Section 13(B) of the Marriage Laws (Amendment) Act of 1976 allows divorce by mutual consent. It gives the bride and the groom to file for divorce without having to establish blame any party. A petition for divorce may be presented to the District court by the bride and the groom, on the ground that they have been living separately for one year. The couple has also not been able to cohabitate and they have mutually agreed upon the dissolution of their marriage.

FAQs

Q1: What are the main points of Hindu Marriage Act, 1955?

A: The Hindu Marriage Act, 1955 provides a uniform code for the solemnization of marriage between Hindus and for dissolution of Hindu marriages.

Q2: What is the new marriage Act of 1955?

A: The Hindu Marriage Act, 1955 is the new marriage act for Hindus in India. It replaced the various Hindu personal laws and customary laws that were previously in effect.

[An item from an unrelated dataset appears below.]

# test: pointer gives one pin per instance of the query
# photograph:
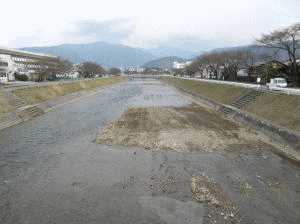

Q3: What are the forms of marriage under Hindu Marriage Act, 1955?

A: The Hindu Marriage Act, 1955 recognizes two forms of marriage: sapinda marriage and anuloma marriage. Sapinda marriage is a marriage between two Hindus who are related within certain prohibited degrees of relationship. Anuloma marriage is a marriage between a Hindu man and a Hindu woman of a lower caste.

Q4: What did the Hindu Marriage Act, 1955 amendments?

A: The Hindu Marriage Act, 1955 amendments expanded the grounds for divorce and made it easier for women to get a divorce.

Q5: What is Hindu Marriage Act 1955 in simple words?

A: The Hindu Marriage Act, 1955 is a law that governs marriage and divorce for Hindus in India.

Q6: How many marriages are allowed in Hindu?

A: Hindus are allowed to have only one marriage at a time.

Q7: What is the validity of Hindu marriage?

A: A Hindu marriage is valid if it is performed in accordance with the provisions of the Hindu Marriage Act, 1955.

Q8: What are the most important sections of Hindu Marriage Act?

A: The most important sections of the Hindu Marriage Act, 1955 are the sections that deal with the requirements for a valid marriage, the grounds for divorce, and the procedure for obtaining a divorce.

Q9: What is legal marriage age in India?

A: The legal marriage age in India is 18 for women and 21 for men.